The trio will vie for the Practice Manager Award this Friday night (26 July) at the Lawyers Weekly Australian Law Awards, which will be held in Melbourne’s Crown Casino. Tickets are still available and can be purchased here.
As the managing partner of the Canberra office of DLA Piper, Caroline Atkins is responsible for that office’s budget and its client development strategies. Testament to her leadership and hands-on approach is the firm’s success rate in the Canberra market. DLA’s Canberra office has been responsible for some of the firm's recent major panel appointments over the past 12 months, including to the Defence Materiel Organisation; the Department of Human Services (ICT); the Department of Immigration and Citizenship, and the Department of Families, Housing, Community Services and Indigenous Affairs. Atkins is a strong supporter of flexible work practices and her leadership in projects in this area at the firm has seen part-time lawyers in the Canberra office have an utilisation rate equal to the full-time lawyers. Atkins is also responsible for facilitating effective diversity in the Canberra office: it currently has 60 per cent female partners.
As chief operating officer of Wotton + Kearney (W+K), Andrew Price has overseen strong increases in revenue, including an 18 per cent jump in 2011-12, as well as the development of a new corporate social responsibility program for the firm. Price played a crucial role in developing W+K’s pro bono program, Community Footprint, which has seen a commitment to a 100 per cent increase in the firm’s financial contribution to pro bono matters and almost twice as many lawyers working on them compared to last year. In November 2012, Price was one of six W+K employees who travelled to Cambodia to build 13 houses for impoverished Cambodian families as part of a partnership with Tabitha Foundation. Price was heavily involved in raising more than $21,000 for the Foundation. As well as overseeing the logistics of the firm’s third office opening and a new Young Lawyer Development Program, Price played a key role in restructuring the firm’s IT operations to provide lawyers with enhanced mobile connectivity, an IT helpdesk and a new client relationship management program.
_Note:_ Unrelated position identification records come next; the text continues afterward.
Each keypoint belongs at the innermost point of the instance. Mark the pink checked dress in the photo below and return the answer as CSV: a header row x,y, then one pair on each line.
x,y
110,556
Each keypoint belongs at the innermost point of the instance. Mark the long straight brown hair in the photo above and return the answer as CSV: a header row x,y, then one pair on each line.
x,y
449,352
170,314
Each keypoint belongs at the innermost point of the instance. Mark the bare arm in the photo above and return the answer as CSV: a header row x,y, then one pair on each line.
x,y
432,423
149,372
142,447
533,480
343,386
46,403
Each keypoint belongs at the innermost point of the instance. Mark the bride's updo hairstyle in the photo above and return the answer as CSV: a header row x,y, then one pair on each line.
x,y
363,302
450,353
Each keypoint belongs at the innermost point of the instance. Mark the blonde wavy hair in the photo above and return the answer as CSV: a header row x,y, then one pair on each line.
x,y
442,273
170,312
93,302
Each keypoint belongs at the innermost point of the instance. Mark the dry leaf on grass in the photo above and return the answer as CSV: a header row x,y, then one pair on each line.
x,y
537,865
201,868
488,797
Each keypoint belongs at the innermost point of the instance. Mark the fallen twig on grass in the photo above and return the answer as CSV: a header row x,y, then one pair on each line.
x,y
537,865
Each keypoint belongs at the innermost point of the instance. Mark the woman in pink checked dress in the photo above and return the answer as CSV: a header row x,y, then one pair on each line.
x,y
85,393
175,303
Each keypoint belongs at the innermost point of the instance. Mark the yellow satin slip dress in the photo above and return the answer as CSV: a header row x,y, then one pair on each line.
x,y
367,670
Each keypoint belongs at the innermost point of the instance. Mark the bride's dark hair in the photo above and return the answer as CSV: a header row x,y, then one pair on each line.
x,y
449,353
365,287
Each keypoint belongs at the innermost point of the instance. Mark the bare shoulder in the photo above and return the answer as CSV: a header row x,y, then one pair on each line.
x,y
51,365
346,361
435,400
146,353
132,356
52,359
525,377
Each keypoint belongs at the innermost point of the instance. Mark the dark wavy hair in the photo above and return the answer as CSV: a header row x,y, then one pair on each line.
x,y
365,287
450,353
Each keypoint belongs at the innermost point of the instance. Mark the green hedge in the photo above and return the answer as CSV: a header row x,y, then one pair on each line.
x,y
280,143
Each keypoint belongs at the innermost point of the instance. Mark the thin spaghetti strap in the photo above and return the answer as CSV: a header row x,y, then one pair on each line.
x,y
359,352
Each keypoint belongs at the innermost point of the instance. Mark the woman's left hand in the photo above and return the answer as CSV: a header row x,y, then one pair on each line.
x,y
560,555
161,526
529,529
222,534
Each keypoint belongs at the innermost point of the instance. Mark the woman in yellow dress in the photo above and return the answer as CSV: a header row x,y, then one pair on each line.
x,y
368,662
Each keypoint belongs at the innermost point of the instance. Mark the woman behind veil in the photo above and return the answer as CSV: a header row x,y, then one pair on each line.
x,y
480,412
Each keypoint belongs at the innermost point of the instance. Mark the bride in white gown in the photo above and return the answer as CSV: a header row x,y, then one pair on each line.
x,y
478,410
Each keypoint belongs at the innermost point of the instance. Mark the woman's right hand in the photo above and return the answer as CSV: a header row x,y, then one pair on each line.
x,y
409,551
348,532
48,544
Under Luke Solly’s guidance, Colin Biggers & Paisley (CBP) has grown to become a two-state legal firm after its merger with Melbourne-based firm Monahan + Rowell in mid 2012. The firm has undergone significant growth from 27 partners to 47 partners since last year, after Solly encouraged the partners to introduce their first three-year strategic plan to focus on a more niche market for clients. Since the beginning of his leadership as general manager at CBP in 2002, the firm’s revenue has jumped from $19 million to $49 million in 2012-13. Solly aims to keep CBP true to its family-firm culture and values and, through various culture-building initiatives, has overseen a staff turnover rate of 16 per cent, down from 40 per cent in 2002. Another of his achievements has been the development of a tailored legal information management system for CBP and its clients.